RNA quality problem - (Aug/31/2005 )
Please see the picture of RNA isolated from campylobacter.
I'm not used to RNA. but I think the quality is very low.
RT-PCR didn't show anything with this RNA.
This RNA is isolated by Trizol.
Please help me improve this.
Thank you in advance.
RNA quality might be okay.
I think you loaded way too much on the gel. How many micrograms/ lane did you load.
Bad RNA runs as a big blob at the bottom of the gel.
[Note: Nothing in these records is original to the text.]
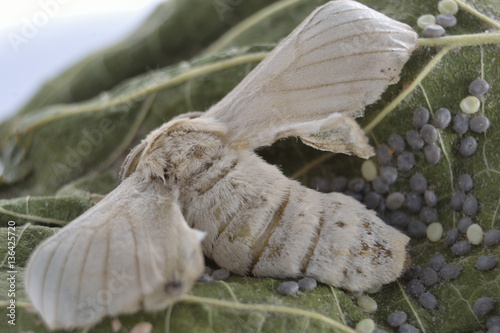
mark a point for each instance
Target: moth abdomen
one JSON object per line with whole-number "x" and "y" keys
{"x": 260, "y": 223}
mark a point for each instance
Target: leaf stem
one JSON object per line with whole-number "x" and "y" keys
{"x": 267, "y": 308}
{"x": 131, "y": 133}
{"x": 461, "y": 40}
{"x": 51, "y": 114}
{"x": 246, "y": 24}
{"x": 32, "y": 217}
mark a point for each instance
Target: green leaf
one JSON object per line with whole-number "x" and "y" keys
{"x": 59, "y": 159}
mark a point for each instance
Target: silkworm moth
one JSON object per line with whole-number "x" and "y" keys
{"x": 198, "y": 172}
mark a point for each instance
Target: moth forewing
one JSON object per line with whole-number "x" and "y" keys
{"x": 340, "y": 59}
{"x": 131, "y": 251}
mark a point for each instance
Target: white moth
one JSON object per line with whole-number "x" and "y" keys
{"x": 135, "y": 249}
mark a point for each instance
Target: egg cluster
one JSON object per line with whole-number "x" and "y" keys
{"x": 414, "y": 210}
{"x": 434, "y": 26}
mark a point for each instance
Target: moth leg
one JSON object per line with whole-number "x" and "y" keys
{"x": 340, "y": 135}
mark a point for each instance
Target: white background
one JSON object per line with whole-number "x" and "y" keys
{"x": 62, "y": 32}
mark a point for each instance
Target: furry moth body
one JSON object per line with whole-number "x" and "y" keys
{"x": 260, "y": 223}
{"x": 199, "y": 171}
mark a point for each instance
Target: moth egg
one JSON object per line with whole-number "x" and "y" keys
{"x": 479, "y": 87}
{"x": 116, "y": 325}
{"x": 395, "y": 200}
{"x": 339, "y": 184}
{"x": 288, "y": 288}
{"x": 307, "y": 283}
{"x": 372, "y": 200}
{"x": 397, "y": 143}
{"x": 413, "y": 272}
{"x": 465, "y": 182}
{"x": 446, "y": 20}
{"x": 437, "y": 262}
{"x": 432, "y": 153}
{"x": 475, "y": 234}
{"x": 408, "y": 328}
{"x": 470, "y": 104}
{"x": 428, "y": 215}
{"x": 479, "y": 124}
{"x": 483, "y": 306}
{"x": 486, "y": 263}
{"x": 434, "y": 231}
{"x": 452, "y": 236}
{"x": 413, "y": 202}
{"x": 415, "y": 287}
{"x": 397, "y": 318}
{"x": 417, "y": 229}
{"x": 379, "y": 185}
{"x": 365, "y": 326}
{"x": 430, "y": 198}
{"x": 461, "y": 124}
{"x": 367, "y": 303}
{"x": 470, "y": 206}
{"x": 493, "y": 321}
{"x": 448, "y": 7}
{"x": 415, "y": 140}
{"x": 418, "y": 183}
{"x": 428, "y": 301}
{"x": 461, "y": 248}
{"x": 492, "y": 237}
{"x": 464, "y": 223}
{"x": 442, "y": 118}
{"x": 450, "y": 272}
{"x": 368, "y": 170}
{"x": 433, "y": 31}
{"x": 405, "y": 161}
{"x": 428, "y": 276}
{"x": 389, "y": 174}
{"x": 426, "y": 20}
{"x": 457, "y": 200}
{"x": 468, "y": 146}
{"x": 356, "y": 185}
{"x": 420, "y": 117}
{"x": 221, "y": 274}
{"x": 383, "y": 155}
{"x": 399, "y": 219}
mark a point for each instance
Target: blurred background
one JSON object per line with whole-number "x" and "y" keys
{"x": 41, "y": 38}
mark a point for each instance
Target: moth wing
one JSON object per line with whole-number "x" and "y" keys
{"x": 131, "y": 251}
{"x": 340, "y": 59}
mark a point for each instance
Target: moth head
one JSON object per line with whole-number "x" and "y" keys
{"x": 150, "y": 156}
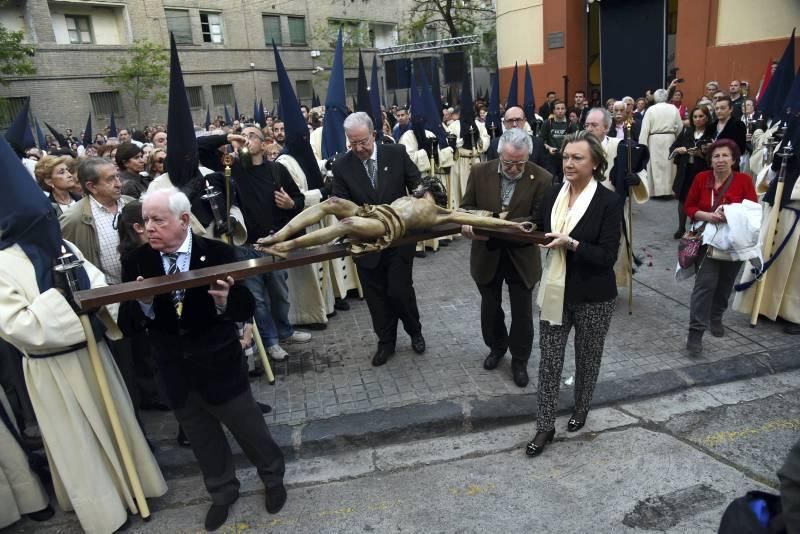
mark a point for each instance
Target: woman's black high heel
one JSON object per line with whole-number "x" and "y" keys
{"x": 539, "y": 442}
{"x": 577, "y": 421}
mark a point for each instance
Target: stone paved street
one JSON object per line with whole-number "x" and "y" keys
{"x": 333, "y": 375}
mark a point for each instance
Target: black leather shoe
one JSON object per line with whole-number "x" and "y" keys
{"x": 41, "y": 515}
{"x": 216, "y": 516}
{"x": 493, "y": 359}
{"x": 382, "y": 356}
{"x": 418, "y": 343}
{"x": 577, "y": 421}
{"x": 182, "y": 440}
{"x": 275, "y": 498}
{"x": 520, "y": 373}
{"x": 792, "y": 329}
{"x": 539, "y": 442}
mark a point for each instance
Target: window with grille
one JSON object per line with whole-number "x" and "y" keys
{"x": 211, "y": 23}
{"x": 180, "y": 25}
{"x": 195, "y": 96}
{"x": 303, "y": 88}
{"x": 297, "y": 30}
{"x": 106, "y": 103}
{"x": 222, "y": 94}
{"x": 79, "y": 28}
{"x": 272, "y": 29}
{"x": 10, "y": 108}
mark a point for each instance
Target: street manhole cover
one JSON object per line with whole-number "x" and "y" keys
{"x": 661, "y": 512}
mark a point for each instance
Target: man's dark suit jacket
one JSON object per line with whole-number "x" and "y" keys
{"x": 590, "y": 269}
{"x": 397, "y": 175}
{"x": 483, "y": 193}
{"x": 537, "y": 155}
{"x": 736, "y": 131}
{"x": 199, "y": 351}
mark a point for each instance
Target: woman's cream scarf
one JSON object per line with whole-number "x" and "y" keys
{"x": 562, "y": 220}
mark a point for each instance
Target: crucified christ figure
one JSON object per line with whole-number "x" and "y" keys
{"x": 373, "y": 228}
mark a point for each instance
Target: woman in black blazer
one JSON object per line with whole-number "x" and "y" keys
{"x": 578, "y": 288}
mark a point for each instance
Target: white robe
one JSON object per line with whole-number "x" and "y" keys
{"x": 660, "y": 127}
{"x": 310, "y": 288}
{"x": 640, "y": 194}
{"x": 88, "y": 473}
{"x": 21, "y": 491}
{"x": 782, "y": 285}
{"x": 459, "y": 172}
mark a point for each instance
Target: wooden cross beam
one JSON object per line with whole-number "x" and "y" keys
{"x": 94, "y": 298}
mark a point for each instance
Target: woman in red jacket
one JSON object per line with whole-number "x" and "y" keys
{"x": 710, "y": 192}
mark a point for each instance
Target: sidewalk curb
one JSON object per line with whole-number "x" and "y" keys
{"x": 427, "y": 420}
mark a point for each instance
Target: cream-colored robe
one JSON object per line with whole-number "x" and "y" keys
{"x": 660, "y": 127}
{"x": 640, "y": 194}
{"x": 239, "y": 228}
{"x": 782, "y": 284}
{"x": 310, "y": 287}
{"x": 21, "y": 491}
{"x": 88, "y": 473}
{"x": 459, "y": 172}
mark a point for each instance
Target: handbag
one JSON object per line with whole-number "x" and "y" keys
{"x": 691, "y": 242}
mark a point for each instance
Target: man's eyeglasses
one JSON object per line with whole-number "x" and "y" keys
{"x": 361, "y": 142}
{"x": 513, "y": 163}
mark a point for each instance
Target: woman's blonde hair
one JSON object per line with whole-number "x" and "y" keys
{"x": 45, "y": 167}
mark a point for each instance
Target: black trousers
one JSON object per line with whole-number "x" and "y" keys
{"x": 493, "y": 325}
{"x": 202, "y": 423}
{"x": 389, "y": 290}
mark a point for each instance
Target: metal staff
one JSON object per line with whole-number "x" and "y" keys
{"x": 784, "y": 154}
{"x": 67, "y": 263}
{"x": 630, "y": 223}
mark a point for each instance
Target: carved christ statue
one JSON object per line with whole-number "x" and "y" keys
{"x": 372, "y": 228}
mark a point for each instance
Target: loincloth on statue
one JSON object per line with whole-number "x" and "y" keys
{"x": 393, "y": 225}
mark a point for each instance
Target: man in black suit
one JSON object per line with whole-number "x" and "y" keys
{"x": 373, "y": 173}
{"x": 201, "y": 364}
{"x": 728, "y": 127}
{"x": 514, "y": 117}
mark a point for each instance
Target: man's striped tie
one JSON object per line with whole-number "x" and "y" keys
{"x": 177, "y": 295}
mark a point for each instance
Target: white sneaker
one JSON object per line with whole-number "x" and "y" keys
{"x": 297, "y": 338}
{"x": 277, "y": 353}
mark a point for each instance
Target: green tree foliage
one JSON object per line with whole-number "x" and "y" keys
{"x": 143, "y": 73}
{"x": 15, "y": 56}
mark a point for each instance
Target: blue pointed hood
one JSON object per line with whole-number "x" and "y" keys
{"x": 771, "y": 103}
{"x": 513, "y": 90}
{"x": 182, "y": 160}
{"x": 375, "y": 98}
{"x": 87, "y": 132}
{"x": 112, "y": 126}
{"x": 432, "y": 121}
{"x": 436, "y": 91}
{"x": 15, "y": 135}
{"x": 333, "y": 138}
{"x": 62, "y": 141}
{"x": 297, "y": 135}
{"x": 30, "y": 142}
{"x": 27, "y": 218}
{"x": 494, "y": 123}
{"x": 40, "y": 137}
{"x": 529, "y": 104}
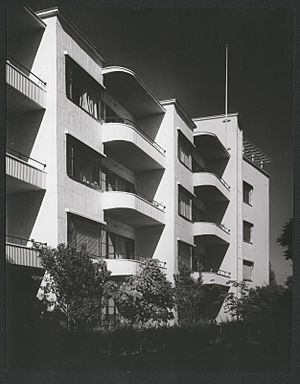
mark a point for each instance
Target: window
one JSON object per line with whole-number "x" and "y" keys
{"x": 184, "y": 151}
{"x": 83, "y": 90}
{"x": 85, "y": 233}
{"x": 119, "y": 247}
{"x": 185, "y": 253}
{"x": 113, "y": 182}
{"x": 247, "y": 270}
{"x": 184, "y": 203}
{"x": 247, "y": 193}
{"x": 247, "y": 231}
{"x": 83, "y": 163}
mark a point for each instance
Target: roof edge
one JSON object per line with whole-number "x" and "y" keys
{"x": 55, "y": 11}
{"x": 181, "y": 112}
{"x": 117, "y": 68}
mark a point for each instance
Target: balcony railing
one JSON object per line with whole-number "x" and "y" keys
{"x": 19, "y": 251}
{"x": 140, "y": 195}
{"x": 135, "y": 127}
{"x": 24, "y": 157}
{"x": 25, "y": 82}
{"x": 18, "y": 168}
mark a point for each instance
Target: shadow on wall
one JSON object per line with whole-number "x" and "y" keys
{"x": 22, "y": 211}
{"x": 28, "y": 124}
{"x": 150, "y": 124}
{"x": 147, "y": 239}
{"x": 148, "y": 182}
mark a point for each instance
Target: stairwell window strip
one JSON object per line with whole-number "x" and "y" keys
{"x": 185, "y": 203}
{"x": 247, "y": 193}
{"x": 83, "y": 90}
{"x": 247, "y": 232}
{"x": 184, "y": 151}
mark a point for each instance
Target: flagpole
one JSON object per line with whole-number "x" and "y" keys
{"x": 226, "y": 84}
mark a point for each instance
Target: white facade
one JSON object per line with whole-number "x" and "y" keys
{"x": 129, "y": 176}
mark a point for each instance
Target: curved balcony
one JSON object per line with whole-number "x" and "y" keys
{"x": 218, "y": 277}
{"x": 24, "y": 175}
{"x": 133, "y": 209}
{"x": 210, "y": 187}
{"x": 122, "y": 136}
{"x": 212, "y": 233}
{"x": 26, "y": 91}
{"x": 126, "y": 87}
{"x": 19, "y": 251}
{"x": 122, "y": 267}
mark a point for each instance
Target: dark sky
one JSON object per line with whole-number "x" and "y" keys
{"x": 180, "y": 53}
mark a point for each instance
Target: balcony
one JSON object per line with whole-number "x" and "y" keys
{"x": 126, "y": 87}
{"x": 212, "y": 233}
{"x": 24, "y": 175}
{"x": 122, "y": 136}
{"x": 127, "y": 267}
{"x": 218, "y": 277}
{"x": 211, "y": 187}
{"x": 19, "y": 251}
{"x": 26, "y": 91}
{"x": 132, "y": 208}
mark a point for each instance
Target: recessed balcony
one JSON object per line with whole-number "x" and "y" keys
{"x": 218, "y": 277}
{"x": 122, "y": 136}
{"x": 211, "y": 187}
{"x": 25, "y": 91}
{"x": 24, "y": 175}
{"x": 19, "y": 251}
{"x": 132, "y": 208}
{"x": 212, "y": 233}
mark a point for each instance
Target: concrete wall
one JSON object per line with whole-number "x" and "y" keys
{"x": 257, "y": 214}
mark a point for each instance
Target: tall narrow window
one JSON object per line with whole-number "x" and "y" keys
{"x": 247, "y": 270}
{"x": 84, "y": 233}
{"x": 185, "y": 253}
{"x": 185, "y": 203}
{"x": 247, "y": 193}
{"x": 83, "y": 90}
{"x": 83, "y": 163}
{"x": 184, "y": 150}
{"x": 247, "y": 231}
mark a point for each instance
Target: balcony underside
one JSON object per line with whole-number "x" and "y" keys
{"x": 22, "y": 177}
{"x": 21, "y": 255}
{"x": 131, "y": 149}
{"x": 211, "y": 234}
{"x": 122, "y": 267}
{"x": 209, "y": 145}
{"x": 132, "y": 210}
{"x": 126, "y": 87}
{"x": 213, "y": 278}
{"x": 210, "y": 188}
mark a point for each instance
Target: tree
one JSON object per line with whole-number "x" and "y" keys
{"x": 74, "y": 285}
{"x": 146, "y": 296}
{"x": 286, "y": 240}
{"x": 189, "y": 295}
{"x": 258, "y": 304}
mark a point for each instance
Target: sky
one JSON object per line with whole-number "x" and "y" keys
{"x": 180, "y": 53}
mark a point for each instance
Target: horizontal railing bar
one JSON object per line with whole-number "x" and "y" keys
{"x": 20, "y": 67}
{"x": 134, "y": 192}
{"x": 20, "y": 155}
{"x": 137, "y": 129}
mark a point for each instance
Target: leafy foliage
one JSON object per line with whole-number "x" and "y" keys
{"x": 258, "y": 304}
{"x": 286, "y": 240}
{"x": 146, "y": 296}
{"x": 75, "y": 285}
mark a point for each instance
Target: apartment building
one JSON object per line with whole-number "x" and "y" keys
{"x": 94, "y": 158}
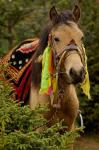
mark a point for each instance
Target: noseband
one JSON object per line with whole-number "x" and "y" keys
{"x": 66, "y": 52}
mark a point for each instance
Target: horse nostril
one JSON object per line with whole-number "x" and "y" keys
{"x": 77, "y": 76}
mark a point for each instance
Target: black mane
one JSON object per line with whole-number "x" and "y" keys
{"x": 62, "y": 18}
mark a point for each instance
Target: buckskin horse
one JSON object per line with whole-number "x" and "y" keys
{"x": 64, "y": 38}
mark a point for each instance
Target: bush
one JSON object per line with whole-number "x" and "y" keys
{"x": 18, "y": 126}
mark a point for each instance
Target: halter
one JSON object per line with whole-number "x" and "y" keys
{"x": 66, "y": 51}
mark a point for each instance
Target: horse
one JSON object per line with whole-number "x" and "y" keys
{"x": 65, "y": 38}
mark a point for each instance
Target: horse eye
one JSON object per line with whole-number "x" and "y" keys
{"x": 56, "y": 39}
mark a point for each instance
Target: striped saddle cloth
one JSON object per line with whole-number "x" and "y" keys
{"x": 18, "y": 67}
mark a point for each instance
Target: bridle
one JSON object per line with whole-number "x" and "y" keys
{"x": 65, "y": 52}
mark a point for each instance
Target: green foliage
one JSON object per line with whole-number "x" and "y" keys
{"x": 18, "y": 126}
{"x": 21, "y": 19}
{"x": 90, "y": 25}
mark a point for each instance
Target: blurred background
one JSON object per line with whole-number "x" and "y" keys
{"x": 22, "y": 19}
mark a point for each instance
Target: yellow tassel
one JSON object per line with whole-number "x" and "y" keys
{"x": 85, "y": 85}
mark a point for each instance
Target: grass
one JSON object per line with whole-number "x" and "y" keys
{"x": 87, "y": 143}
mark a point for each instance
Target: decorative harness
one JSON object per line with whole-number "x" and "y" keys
{"x": 58, "y": 58}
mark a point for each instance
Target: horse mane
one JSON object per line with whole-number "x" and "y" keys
{"x": 63, "y": 18}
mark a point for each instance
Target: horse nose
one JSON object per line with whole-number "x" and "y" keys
{"x": 77, "y": 76}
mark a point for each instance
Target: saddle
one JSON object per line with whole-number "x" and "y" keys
{"x": 18, "y": 62}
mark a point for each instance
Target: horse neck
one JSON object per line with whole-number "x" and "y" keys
{"x": 69, "y": 90}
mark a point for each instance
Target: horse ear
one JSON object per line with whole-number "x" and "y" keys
{"x": 53, "y": 14}
{"x": 76, "y": 13}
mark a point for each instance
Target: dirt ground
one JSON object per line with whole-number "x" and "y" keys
{"x": 87, "y": 143}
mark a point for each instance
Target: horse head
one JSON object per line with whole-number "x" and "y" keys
{"x": 66, "y": 40}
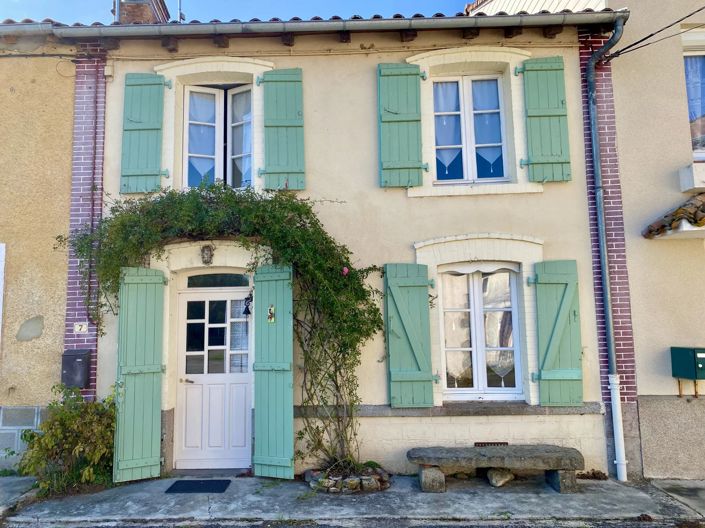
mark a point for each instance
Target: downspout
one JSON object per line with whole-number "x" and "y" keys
{"x": 613, "y": 375}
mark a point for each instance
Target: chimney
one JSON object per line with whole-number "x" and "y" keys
{"x": 143, "y": 12}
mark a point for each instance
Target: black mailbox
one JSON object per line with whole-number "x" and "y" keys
{"x": 75, "y": 368}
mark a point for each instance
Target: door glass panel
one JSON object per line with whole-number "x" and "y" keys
{"x": 216, "y": 312}
{"x": 498, "y": 329}
{"x": 236, "y": 309}
{"x": 216, "y": 361}
{"x": 201, "y": 107}
{"x": 238, "y": 363}
{"x": 216, "y": 336}
{"x": 458, "y": 369}
{"x": 194, "y": 364}
{"x": 195, "y": 337}
{"x": 457, "y": 329}
{"x": 238, "y": 336}
{"x": 500, "y": 368}
{"x": 196, "y": 310}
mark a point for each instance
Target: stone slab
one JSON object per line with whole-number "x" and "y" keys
{"x": 538, "y": 457}
{"x": 249, "y": 499}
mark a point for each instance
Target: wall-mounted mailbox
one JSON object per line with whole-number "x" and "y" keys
{"x": 688, "y": 363}
{"x": 75, "y": 368}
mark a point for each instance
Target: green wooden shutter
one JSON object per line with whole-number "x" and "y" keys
{"x": 558, "y": 320}
{"x": 139, "y": 375}
{"x": 274, "y": 391}
{"x": 283, "y": 129}
{"x": 142, "y": 133}
{"x": 408, "y": 335}
{"x": 546, "y": 120}
{"x": 399, "y": 104}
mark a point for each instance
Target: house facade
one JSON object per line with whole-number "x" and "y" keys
{"x": 453, "y": 151}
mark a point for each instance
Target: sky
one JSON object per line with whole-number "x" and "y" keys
{"x": 88, "y": 11}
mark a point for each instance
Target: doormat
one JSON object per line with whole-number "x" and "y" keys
{"x": 198, "y": 486}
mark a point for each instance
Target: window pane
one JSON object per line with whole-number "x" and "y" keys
{"x": 500, "y": 368}
{"x": 201, "y": 140}
{"x": 485, "y": 95}
{"x": 218, "y": 280}
{"x": 498, "y": 329}
{"x": 194, "y": 364}
{"x": 238, "y": 363}
{"x": 236, "y": 309}
{"x": 455, "y": 291}
{"x": 448, "y": 130}
{"x": 216, "y": 361}
{"x": 216, "y": 337}
{"x": 196, "y": 310}
{"x": 695, "y": 90}
{"x": 201, "y": 107}
{"x": 449, "y": 164}
{"x": 457, "y": 329}
{"x": 195, "y": 337}
{"x": 200, "y": 170}
{"x": 446, "y": 97}
{"x": 216, "y": 312}
{"x": 495, "y": 290}
{"x": 241, "y": 106}
{"x": 242, "y": 172}
{"x": 490, "y": 163}
{"x": 487, "y": 129}
{"x": 459, "y": 369}
{"x": 238, "y": 336}
{"x": 241, "y": 139}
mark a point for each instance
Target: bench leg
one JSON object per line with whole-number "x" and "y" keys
{"x": 563, "y": 481}
{"x": 432, "y": 479}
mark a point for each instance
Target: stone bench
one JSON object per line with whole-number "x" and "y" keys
{"x": 559, "y": 463}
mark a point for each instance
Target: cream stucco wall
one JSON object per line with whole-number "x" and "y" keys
{"x": 36, "y": 110}
{"x": 667, "y": 276}
{"x": 382, "y": 225}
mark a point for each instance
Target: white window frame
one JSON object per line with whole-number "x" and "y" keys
{"x": 221, "y": 121}
{"x": 229, "y": 168}
{"x": 480, "y": 391}
{"x": 467, "y": 129}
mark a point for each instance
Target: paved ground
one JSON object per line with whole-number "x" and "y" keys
{"x": 250, "y": 501}
{"x": 11, "y": 489}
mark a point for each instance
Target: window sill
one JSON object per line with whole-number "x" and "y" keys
{"x": 485, "y": 408}
{"x": 473, "y": 189}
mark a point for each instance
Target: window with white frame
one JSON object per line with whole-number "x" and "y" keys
{"x": 479, "y": 334}
{"x": 469, "y": 129}
{"x": 218, "y": 135}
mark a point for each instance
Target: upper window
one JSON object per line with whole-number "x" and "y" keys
{"x": 479, "y": 329}
{"x": 218, "y": 137}
{"x": 695, "y": 89}
{"x": 469, "y": 129}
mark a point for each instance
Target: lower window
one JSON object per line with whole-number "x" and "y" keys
{"x": 479, "y": 335}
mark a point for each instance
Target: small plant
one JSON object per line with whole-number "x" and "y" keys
{"x": 74, "y": 445}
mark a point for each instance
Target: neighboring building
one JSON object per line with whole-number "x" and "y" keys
{"x": 499, "y": 225}
{"x": 36, "y": 111}
{"x": 658, "y": 97}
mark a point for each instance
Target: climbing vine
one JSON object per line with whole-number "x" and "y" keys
{"x": 335, "y": 310}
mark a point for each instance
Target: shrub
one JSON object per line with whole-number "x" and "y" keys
{"x": 74, "y": 445}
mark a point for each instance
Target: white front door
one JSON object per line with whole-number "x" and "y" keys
{"x": 213, "y": 412}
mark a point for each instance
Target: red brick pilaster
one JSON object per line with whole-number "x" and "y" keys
{"x": 616, "y": 249}
{"x": 86, "y": 191}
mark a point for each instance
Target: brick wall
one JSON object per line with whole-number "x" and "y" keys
{"x": 86, "y": 191}
{"x": 616, "y": 249}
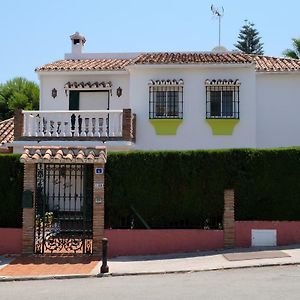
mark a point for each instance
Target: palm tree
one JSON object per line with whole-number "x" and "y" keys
{"x": 295, "y": 52}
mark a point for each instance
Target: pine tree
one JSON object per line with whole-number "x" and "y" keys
{"x": 295, "y": 52}
{"x": 249, "y": 40}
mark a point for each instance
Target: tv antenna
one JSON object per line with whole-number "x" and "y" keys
{"x": 219, "y": 13}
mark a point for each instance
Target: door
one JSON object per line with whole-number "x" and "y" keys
{"x": 64, "y": 209}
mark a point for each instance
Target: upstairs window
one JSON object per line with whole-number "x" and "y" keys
{"x": 166, "y": 99}
{"x": 222, "y": 99}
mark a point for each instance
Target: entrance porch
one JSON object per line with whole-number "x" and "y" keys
{"x": 63, "y": 200}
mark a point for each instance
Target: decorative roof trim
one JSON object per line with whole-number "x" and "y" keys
{"x": 64, "y": 155}
{"x": 88, "y": 85}
{"x": 222, "y": 82}
{"x": 166, "y": 82}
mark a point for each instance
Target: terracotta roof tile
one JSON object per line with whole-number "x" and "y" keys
{"x": 85, "y": 65}
{"x": 262, "y": 63}
{"x": 45, "y": 154}
{"x": 193, "y": 58}
{"x": 6, "y": 131}
{"x": 276, "y": 64}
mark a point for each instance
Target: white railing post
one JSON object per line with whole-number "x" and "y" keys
{"x": 99, "y": 123}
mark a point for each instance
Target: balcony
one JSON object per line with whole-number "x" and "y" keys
{"x": 73, "y": 125}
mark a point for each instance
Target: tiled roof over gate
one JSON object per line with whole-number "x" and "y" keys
{"x": 261, "y": 63}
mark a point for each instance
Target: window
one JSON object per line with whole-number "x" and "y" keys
{"x": 166, "y": 99}
{"x": 222, "y": 99}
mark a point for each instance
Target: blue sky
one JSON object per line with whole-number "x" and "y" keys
{"x": 34, "y": 32}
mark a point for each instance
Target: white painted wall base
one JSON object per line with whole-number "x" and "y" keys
{"x": 263, "y": 237}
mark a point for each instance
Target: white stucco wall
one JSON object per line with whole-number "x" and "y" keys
{"x": 278, "y": 110}
{"x": 61, "y": 102}
{"x": 194, "y": 132}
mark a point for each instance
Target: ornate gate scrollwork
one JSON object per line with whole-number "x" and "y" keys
{"x": 64, "y": 209}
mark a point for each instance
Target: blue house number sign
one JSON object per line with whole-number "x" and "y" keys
{"x": 99, "y": 170}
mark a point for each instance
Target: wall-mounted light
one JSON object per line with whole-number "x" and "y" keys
{"x": 119, "y": 91}
{"x": 54, "y": 93}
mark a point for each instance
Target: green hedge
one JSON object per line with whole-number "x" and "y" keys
{"x": 11, "y": 186}
{"x": 181, "y": 189}
{"x": 185, "y": 189}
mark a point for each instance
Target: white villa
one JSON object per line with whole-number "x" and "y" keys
{"x": 165, "y": 101}
{"x": 91, "y": 103}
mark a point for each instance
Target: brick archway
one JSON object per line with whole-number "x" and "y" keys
{"x": 56, "y": 156}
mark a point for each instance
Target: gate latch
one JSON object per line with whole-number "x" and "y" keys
{"x": 27, "y": 199}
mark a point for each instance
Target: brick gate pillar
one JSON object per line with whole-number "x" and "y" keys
{"x": 228, "y": 219}
{"x": 98, "y": 208}
{"x": 28, "y": 213}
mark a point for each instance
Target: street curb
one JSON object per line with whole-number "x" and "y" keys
{"x": 203, "y": 270}
{"x": 82, "y": 276}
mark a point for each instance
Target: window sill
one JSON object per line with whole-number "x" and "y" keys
{"x": 165, "y": 126}
{"x": 222, "y": 126}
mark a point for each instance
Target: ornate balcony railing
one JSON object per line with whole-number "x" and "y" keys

Did you run a 260/280 on them?
Did you include a positive control in the pcr? One you made from good RNA and from the same type of sample?
Thank you for your reply.
The quantity of RNA loaded on the gel is
left: 1ug
2nd to left: 2ug
and I think the rest two were degraded.
Do you think DNA is contaminated in the RNA sample?
Hello,
I havent worked with bacterial RNA. Human RNAs presents ribosomals bands so you can evaluate its integrity comparing the ratio of those bands. I dont know what pattern I should expect in your sample. Anyway I dont think your RNA is ok because if all the lanes contains RNA I can see that there is a different pattern in every one of them, so at least one of them is degradated.
Hi,
I've just started working with RNA. I recommend to go the Ambion website. They have whole bunch of information about RNA. Besides that, I think your RNA might be degraded. You should be able to see a band at about 3 kb (23S rRNA) and at 1.5 kb (16S rRNA). The intensity of the 23S rRNA should be about twice as much as the intensity of the 16S rRNA band. Also, check the A260/A280 ratio.
Good luck,
Susan
I havent worked with bacterial RNA. Human RNAs presents ribosomals bands so you can evaluate its integrity comparing the ratio of those bands. I dont know what pattern I should expect in your sample. Anyway I dont think your RNA is ok because if all the lanes contains RNA I can see that there is a different pattern in every one of them, so at least one of them is degradated.